3. The Common Core's fundamental trouble


Summary:          

Written by the editors of Rethinking Schools is an organization that publishes a magazine that balances classroom practice and educational theory and also addressing key policy issues.  Writers include teachers, parents, and researchers.  This organization states that the Common Core, already hailed as the next big thing, is being rushed into every school district in the country.  There are many positive claims made about the common core. For example, it represents a tighter set of smarter standards focused on developing critical learning skills instead of mastering fragmented bits of knowledge, or it requires more progressive, student-centered teaching with strong elements of collaborative and reflective learning.  You may also know that many creative, heroic teachers are seeking ways to use this latest reform to serve their students well.

 You would like to believe these claims and efforts can trump the more political uses of the Common Core project. But the organization seems to say you cannot. For starters, the misnamed “Common Core State Standards” are not state standards. They are national standards, created by Gates-funded consultants for the National Governors Association (NGA).  States were coerced into adopting the Common Core by requirements attached to the federal race to the top grants, later, the No Child Left Behind waivers. This is one of the reason many conservative groups opposed to any federal role in education policy oppose the Common Core. 

                The Common Core standards have never been fully implemented and tested in real schools anywhere.  Of the 135 members on the official Common Core review panels, few were classroom teachers or current administrators.
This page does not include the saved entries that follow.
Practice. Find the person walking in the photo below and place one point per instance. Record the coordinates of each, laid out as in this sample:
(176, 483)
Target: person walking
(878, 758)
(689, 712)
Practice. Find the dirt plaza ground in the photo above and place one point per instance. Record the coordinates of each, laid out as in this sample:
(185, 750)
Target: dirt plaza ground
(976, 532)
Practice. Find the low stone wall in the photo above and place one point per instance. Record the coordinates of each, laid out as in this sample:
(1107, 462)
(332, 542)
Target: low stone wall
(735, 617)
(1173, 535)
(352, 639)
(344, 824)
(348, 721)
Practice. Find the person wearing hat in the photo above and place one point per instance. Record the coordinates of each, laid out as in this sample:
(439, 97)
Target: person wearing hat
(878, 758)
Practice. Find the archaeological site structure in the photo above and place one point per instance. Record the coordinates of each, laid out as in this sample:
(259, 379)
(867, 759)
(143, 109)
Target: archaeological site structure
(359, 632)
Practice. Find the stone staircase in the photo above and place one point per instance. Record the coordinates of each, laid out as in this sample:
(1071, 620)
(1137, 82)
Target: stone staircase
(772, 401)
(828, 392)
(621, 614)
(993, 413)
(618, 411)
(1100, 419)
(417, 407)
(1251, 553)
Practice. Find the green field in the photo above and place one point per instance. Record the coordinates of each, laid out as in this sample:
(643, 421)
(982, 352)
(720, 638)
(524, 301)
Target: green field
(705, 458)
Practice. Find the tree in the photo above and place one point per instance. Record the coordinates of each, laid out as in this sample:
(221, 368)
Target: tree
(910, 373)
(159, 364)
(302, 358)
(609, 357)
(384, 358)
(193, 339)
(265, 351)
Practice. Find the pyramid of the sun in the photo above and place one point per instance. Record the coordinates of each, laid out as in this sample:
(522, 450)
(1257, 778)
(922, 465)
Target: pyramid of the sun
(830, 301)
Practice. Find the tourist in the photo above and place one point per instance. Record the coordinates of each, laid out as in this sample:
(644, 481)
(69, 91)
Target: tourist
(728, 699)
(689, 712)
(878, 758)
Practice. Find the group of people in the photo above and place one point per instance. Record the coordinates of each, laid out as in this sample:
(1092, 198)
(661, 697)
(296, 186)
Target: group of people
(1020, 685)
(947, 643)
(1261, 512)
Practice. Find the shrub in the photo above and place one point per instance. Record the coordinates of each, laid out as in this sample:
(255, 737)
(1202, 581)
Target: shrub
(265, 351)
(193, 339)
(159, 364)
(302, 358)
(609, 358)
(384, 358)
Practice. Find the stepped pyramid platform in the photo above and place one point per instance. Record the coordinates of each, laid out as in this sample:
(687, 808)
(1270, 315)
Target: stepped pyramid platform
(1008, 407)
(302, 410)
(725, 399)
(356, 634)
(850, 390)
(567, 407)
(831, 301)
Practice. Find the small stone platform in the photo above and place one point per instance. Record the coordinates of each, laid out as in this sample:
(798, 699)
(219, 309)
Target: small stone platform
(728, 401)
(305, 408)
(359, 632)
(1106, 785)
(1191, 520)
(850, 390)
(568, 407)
Parents were entirely missing.  Teachers were brought in after the fact to tweak the standards. The standards are tied to assessments that are still in development and that must be given on computers. The new Common Core tests will be considerably harder than current state assessments, leading to sharp drops in scores and proficiency rates. 

                NCLB’s test scores, being a failure over the last decade, reflected the inequality that exists all around our schools.  NCLB used gaps to label schools as failures without providing the resources or support needed to eliminate them. The tests showed that millions of students were not meeting existing standards. Yet the Common Core draws the conclusion the solution was to have more challenging test. In the organizations belief, this is wrong.  The engine for this potential disaster will be the tests, in this case the “next generation” Common Core tests being developed by two federal funded, mulit-state consortia at a cost of hundreds of millions of dollars. If, as proposed, the Common Core’s “college and career ready” performances level becomes the standard for high school graduation, it will push more kids out of high school than it prepare for college. Reports from the first wave of testing from the Common Core tests are already confirming these fears in New York schools. Students reported feeling overstressed and underprepared.
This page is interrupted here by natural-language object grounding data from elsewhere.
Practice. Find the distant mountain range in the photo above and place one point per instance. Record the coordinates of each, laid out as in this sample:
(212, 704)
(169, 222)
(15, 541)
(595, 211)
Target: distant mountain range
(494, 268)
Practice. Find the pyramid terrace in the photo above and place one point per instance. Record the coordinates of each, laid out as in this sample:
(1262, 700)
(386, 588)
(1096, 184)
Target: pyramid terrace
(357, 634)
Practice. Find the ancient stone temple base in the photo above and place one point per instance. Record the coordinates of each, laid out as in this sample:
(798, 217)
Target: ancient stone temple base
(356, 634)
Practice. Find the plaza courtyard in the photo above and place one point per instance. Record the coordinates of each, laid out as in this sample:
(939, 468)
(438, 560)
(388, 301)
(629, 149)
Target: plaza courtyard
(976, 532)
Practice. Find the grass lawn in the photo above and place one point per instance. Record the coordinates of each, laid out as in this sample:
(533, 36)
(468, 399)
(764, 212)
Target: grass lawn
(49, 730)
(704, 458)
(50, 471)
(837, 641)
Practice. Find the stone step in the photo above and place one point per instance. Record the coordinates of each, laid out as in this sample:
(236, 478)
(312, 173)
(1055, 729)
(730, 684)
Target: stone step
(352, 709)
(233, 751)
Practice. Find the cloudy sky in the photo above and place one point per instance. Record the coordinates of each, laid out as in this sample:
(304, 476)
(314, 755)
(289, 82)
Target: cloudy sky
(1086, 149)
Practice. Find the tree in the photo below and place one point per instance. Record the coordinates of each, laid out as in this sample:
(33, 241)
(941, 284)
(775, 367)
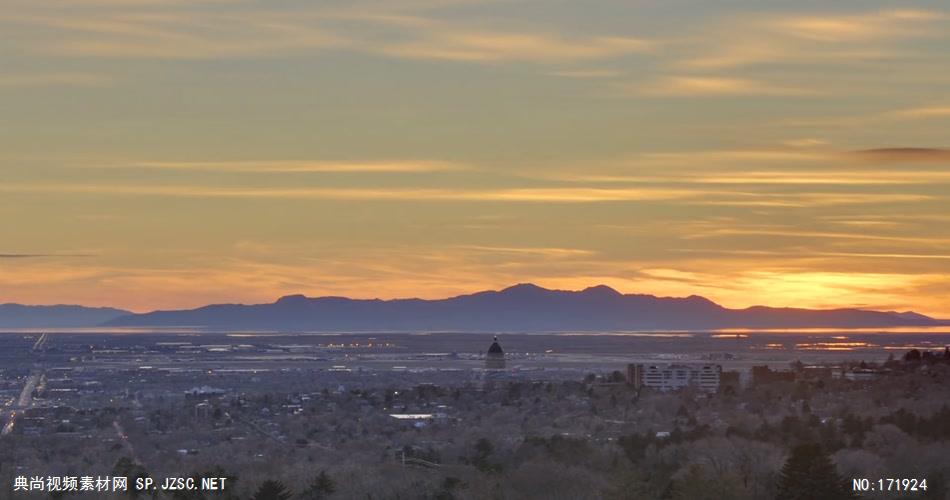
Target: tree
(809, 474)
(127, 468)
(272, 490)
(320, 487)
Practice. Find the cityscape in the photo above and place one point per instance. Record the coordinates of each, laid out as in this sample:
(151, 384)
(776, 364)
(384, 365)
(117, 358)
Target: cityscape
(474, 250)
(446, 415)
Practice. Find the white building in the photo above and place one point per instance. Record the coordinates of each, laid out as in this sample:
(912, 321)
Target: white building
(674, 377)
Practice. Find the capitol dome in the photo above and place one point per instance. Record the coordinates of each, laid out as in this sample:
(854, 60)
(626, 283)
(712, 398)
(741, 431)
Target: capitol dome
(495, 359)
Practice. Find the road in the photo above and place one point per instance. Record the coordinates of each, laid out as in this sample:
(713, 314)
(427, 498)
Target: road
(26, 395)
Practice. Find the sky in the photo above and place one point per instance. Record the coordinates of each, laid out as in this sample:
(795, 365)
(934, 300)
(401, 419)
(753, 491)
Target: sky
(159, 154)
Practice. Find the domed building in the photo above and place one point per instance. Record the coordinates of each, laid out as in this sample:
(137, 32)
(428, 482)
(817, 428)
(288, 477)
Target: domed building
(495, 359)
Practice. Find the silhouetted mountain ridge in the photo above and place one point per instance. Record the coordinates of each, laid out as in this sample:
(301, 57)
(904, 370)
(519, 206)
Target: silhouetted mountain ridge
(522, 307)
(62, 316)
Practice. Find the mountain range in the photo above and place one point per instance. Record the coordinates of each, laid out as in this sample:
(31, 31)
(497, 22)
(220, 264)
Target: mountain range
(59, 316)
(523, 307)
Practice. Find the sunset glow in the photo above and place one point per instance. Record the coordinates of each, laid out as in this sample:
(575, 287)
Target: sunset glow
(164, 154)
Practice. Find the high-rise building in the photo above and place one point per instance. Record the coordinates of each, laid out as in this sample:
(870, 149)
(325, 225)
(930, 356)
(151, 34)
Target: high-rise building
(674, 377)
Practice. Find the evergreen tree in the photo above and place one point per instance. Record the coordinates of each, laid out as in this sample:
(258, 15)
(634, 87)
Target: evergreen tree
(272, 490)
(320, 488)
(809, 474)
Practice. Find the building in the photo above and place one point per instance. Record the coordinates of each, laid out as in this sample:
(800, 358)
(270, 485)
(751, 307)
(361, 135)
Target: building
(673, 377)
(495, 359)
(765, 375)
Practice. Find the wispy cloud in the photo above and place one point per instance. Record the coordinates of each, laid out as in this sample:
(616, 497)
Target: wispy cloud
(54, 80)
(923, 112)
(809, 39)
(692, 86)
(43, 255)
(908, 155)
(289, 166)
(457, 44)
                The organization feels unless we dismantle and defeat this larger effort, Common Core implementation will become another stage in the demise of public education. There has been too little conversation and too little democracy in the development of the Common Core.  We see consultants and corporate entrepreneurs where there should be parents and teachers, and more high-stakes testing where there should be none. Until that changes, it will be hard to distinguish the next big thing.


Opinion:

                The editors of Rethinking Schools makes a brilliant point in my opinion.  The fact that teachers and administrators have little say so over the Common Core alerts a big red flag to mind.   That alone needs to change, after all teachers are the one that are hands on with the students every day. How can the state standards not need more of their opinion rather than a government official? It’s kind of crazy if you ask me. 
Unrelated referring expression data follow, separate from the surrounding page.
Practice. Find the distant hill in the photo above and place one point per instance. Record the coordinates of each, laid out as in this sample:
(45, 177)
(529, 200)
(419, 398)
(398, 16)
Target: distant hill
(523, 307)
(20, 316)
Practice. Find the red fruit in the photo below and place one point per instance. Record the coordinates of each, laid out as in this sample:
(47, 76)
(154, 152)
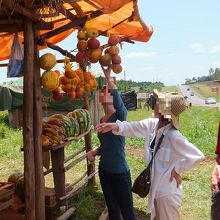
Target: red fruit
(116, 59)
(71, 94)
(82, 45)
(117, 68)
(58, 72)
(64, 80)
(80, 57)
(56, 91)
(113, 50)
(113, 40)
(95, 54)
(82, 35)
(78, 94)
(93, 43)
(106, 50)
(105, 60)
(57, 97)
(68, 88)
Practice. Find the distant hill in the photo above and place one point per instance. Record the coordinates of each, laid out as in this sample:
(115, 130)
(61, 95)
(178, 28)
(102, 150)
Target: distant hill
(205, 89)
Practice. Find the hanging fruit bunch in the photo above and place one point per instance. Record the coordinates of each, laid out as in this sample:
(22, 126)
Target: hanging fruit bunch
(111, 55)
(49, 78)
(77, 82)
(69, 81)
(60, 127)
(89, 49)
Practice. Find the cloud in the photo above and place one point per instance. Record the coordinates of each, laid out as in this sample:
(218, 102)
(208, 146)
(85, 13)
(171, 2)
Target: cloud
(140, 54)
(148, 68)
(215, 49)
(216, 64)
(171, 54)
(197, 48)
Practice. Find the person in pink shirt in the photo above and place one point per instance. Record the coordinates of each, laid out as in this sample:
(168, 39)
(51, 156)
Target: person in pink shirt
(215, 182)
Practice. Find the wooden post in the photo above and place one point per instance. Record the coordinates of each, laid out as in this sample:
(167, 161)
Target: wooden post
(88, 145)
(57, 159)
(37, 126)
(28, 134)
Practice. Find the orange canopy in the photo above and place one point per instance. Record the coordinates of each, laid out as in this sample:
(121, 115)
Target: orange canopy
(121, 16)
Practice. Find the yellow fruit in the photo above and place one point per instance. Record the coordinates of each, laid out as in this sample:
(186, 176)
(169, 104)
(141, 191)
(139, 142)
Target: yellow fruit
(50, 80)
(47, 61)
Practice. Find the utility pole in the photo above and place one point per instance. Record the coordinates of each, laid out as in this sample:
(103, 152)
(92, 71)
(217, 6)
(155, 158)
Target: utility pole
(124, 81)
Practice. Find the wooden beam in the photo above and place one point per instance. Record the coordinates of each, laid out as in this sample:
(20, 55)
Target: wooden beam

                Also how can the Common Core possible think that college ready tests are better for students with a high percentage of drop rates already? Not every person is alike, especially if there are already results of fears from the test in New York schools. The percentage of drop rates will only increase.  People have their own paths they choose to take, and not everyone’s path may lead them to college. My boyfriend for instance works on the tow boats. He started out right after high school.  He makes $60,000 a year now. As he continues he will making over $100,000 a year by the time I graduate college to become a teacher where I will be making between $30,000 to $40,000. He got his job with only a high school diploma. This proves college is not for everyone. 

The Common Core needs to take in these considerations. This is the future of not only the children’s sake, but the country’s as well.